Suppose $|X_n|\leqslant Y$ a.s. for all $n\in\Bbb N$. Show that $\sup|X_n|\leqslant Y$ a.s. too

Question

Since $|X_n| \leq Y$ a.s. for all $n$, we have that $\mathcal{P}\left(\bigcap_{n=1}^{\infty}\{|X_n|\leqslant Y\}\right) =1$

So now the solution asses that: $$\textstyle\mathcal{P}\left(\bigcap^\infty_{n=1}\{|X_n|\leqslant Y\}\right)=1=\mathcal{P}\big(\sup\{|X_n|\leqslant Y\}\big)$$

and clearly, the $\,\sup|X_n|\leqslant Y$ almost surely.

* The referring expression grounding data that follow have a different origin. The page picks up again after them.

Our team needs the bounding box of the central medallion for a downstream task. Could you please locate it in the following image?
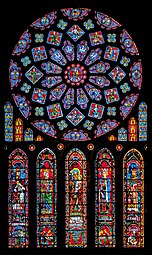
[64,64,87,86]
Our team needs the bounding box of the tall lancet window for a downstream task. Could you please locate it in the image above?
[36,148,57,247]
[8,148,29,248]
[123,149,144,247]
[95,148,115,247]
[65,148,87,248]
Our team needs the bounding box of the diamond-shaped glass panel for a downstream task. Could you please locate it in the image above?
[67,25,85,42]
[89,31,105,46]
[32,88,47,104]
[104,88,120,104]
[66,107,85,126]
[47,31,63,46]
[88,103,105,119]
[108,66,126,84]
[31,46,47,62]
[104,46,120,62]
[25,65,43,84]
[47,103,63,119]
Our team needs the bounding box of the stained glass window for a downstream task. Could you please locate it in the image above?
[36,148,57,247]
[123,149,144,247]
[9,8,142,141]
[108,135,117,141]
[34,135,44,141]
[24,128,33,141]
[4,102,13,142]
[2,5,148,252]
[95,148,115,247]
[128,117,137,141]
[14,118,23,142]
[65,148,87,247]
[138,102,147,141]
[8,148,29,248]
[118,127,127,141]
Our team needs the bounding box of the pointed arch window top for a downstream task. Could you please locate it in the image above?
[124,148,144,162]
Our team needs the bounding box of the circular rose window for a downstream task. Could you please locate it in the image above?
[9,8,142,141]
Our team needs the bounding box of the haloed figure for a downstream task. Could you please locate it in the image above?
[69,168,83,214]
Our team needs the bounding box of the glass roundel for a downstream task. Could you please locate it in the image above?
[9,8,142,141]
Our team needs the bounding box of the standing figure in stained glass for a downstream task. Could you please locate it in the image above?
[69,168,83,214]
[14,180,25,204]
[5,6,146,250]
[127,163,140,213]
[99,168,111,212]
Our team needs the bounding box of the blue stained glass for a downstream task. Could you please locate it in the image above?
[138,102,147,141]
[67,25,85,41]
[24,128,33,141]
[4,102,13,142]
[9,8,142,140]
[77,88,89,109]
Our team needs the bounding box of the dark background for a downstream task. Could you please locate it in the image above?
[0,0,151,255]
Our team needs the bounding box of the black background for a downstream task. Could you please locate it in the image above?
[0,0,151,255]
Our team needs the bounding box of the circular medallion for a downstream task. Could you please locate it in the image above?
[116,144,123,151]
[64,64,87,85]
[87,143,94,150]
[29,144,35,151]
[57,143,64,150]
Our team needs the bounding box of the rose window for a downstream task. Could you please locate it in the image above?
[9,8,142,141]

What is not clear to me and so my doubt is: Why can I rewrite the intersection as the supremum?

Answer 1

There is something wrong with the notation.

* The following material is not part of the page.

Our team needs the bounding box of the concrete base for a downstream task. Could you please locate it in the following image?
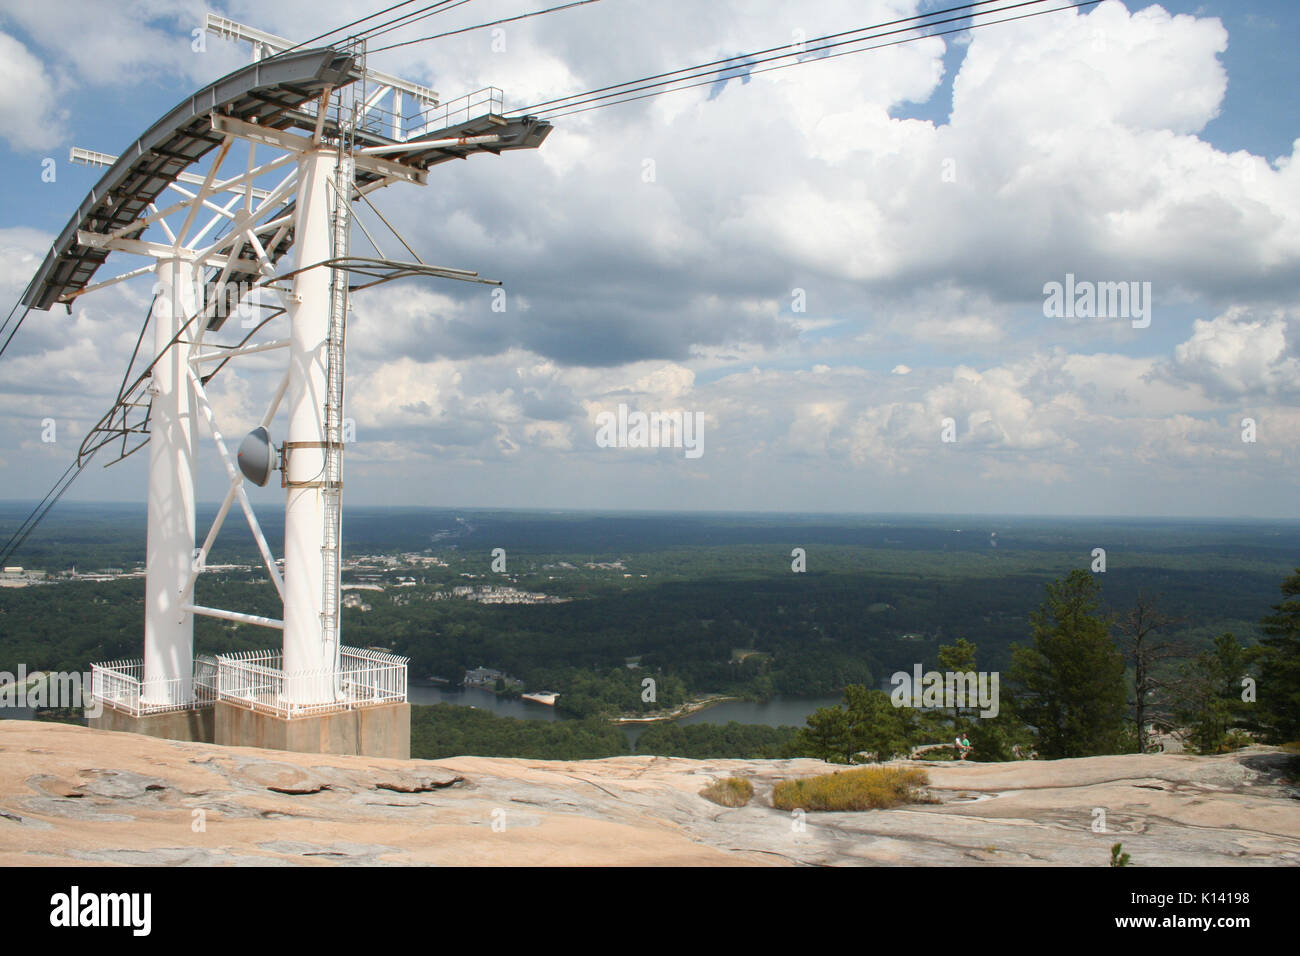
[91,705,215,744]
[215,700,410,759]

The following statements are equivalent:

• $\omega\in\bigcap_{n=1}^{\infty}\{|X_n|\leq Y\}$
• $\forall n\in\mathbb N_+[X_n(\omega)\leq Y(\omega)]$
• $\sup_n|X_n(\omega)|\leq Y(\omega)$
• $\omega\in\{\sup_n|X_n|\leq Y\}$

This makes us conclude that:$$\bigcap_{n=1}^{\infty}\{|X_n|\leq Y\}=\{\sup_{n\in\mathbb N_+}|X_n|\leq Y\}$$The RHS does not agree with the expression in your question.

I am not quite familiar with expressions like $$\sup_{i\in I}A_i$$where ever $A_i$ is a set.

It can only be meaningful if there is an order on these sets.

Inclusion for instance, but then I would prefer "union" above "sup".